No, all of it instead goes on Labour. It was they who inflamed the debate, ministers refusing to talk about it and screaming racist, while others talked tough but did nothing. For someone aiming "to cut through the extremes of this debate and approach the subject sensibly and reasonably" this is a laughable caricature and he knows it. According to Cameron Labour's stance allowed the BNP to flourish, as if far-right politics in this country had never been in such a position before. Just as transparent is his hope for immigration to return to not being a central issue in our politics, as though at some point in the recent past it wasn't. Immigration and the arguments surrounding it have like the poor always been with us, especially so since the 60s. Labour's chief offence was that it both didn't explain what it was doing enough and that ministers repeatedly refused to defend the policy of allowing those from the eastern European accession states to come here from 2004 without restriction, which as with so much else was a cock-up rather than a conspiracy, based on all other EU states opening their doors at the same time. When only Ireland and Sweden did, it wasn't exactly a shock that so many plumped to give Britain a try.

Like with any modern speech on immigration, Cameron has to praise what it's previously brought us, the all too predictable food, clothing and music, then explain exactly why we can't continue to have such nice things. Cameron and the Conservatives want "good" immigration, rather than unlimited immigration, which not only brings to mind Brass Eye, but also the deserving and undeserving.
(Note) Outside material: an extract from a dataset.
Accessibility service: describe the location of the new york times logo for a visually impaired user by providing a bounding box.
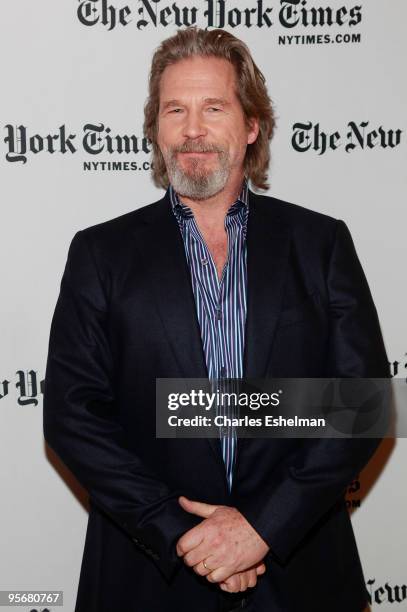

This essentially means that you're deserving if you're willing to buy your way in or if you have a rudimentary knowledge of English and the skills we need; otherwise, you can get stuffed. This applies in the cruellest of ways - Cameron is quite happy to trumpet the new requirement that those applying for a marriage visa need to demonstrate a "minimum standard of English", as if love has never been able to transcend language. And as others have pointed out, as we demand that those coming here speak English, we're cutting the courses they need in order to learn.

The worst is saved for near the end, where Cameron conflates immigration with welfare. Still it seems we have to contend with the pernicious myth that there's always been hundreds of thousands of people sitting around who could quite easily do the low-paid jobs that immigrants have taken. Like with so much else of the speech, Cameron tries to sugar the pill by stating, quite rightly, that there are never a fixed amount of jobs, and that immigrants don't just take those already available, they also create wealth and more new jobs; then he baldly claims that migrants are filling gaps in the labour market left open by the unreformed welfare state. This is nonsense, not only as Chris outlines, but also for the reason that it's ludicrous to expect those who have been on incapacity benefit (as the numbers on JSA for long periods prior to the recession were negligible) for years to move straight into such often back-breaking labour as cleaning or crop-picking, jobs that have been taken overwhelmingly by young migrants who can quickly move to where the work is, have no dependants and are often employed by agencies that control the entire process, where British workers rarely get a look in.

Even if the Tories ultimately succeed in their bid to get the overall numbers settling here each year under 100,000, we'll still it seems be able to rely on the issue being firmly grasped once campaigning is under way again. The sad thing to note is that we used to have a third party that was prepared to make the case for unpopular causes, only for it to be subsumed into a coalition which now has "disagreements" purely for their own ultimate benefit. No one could possibly want "bad immigration" though, could they?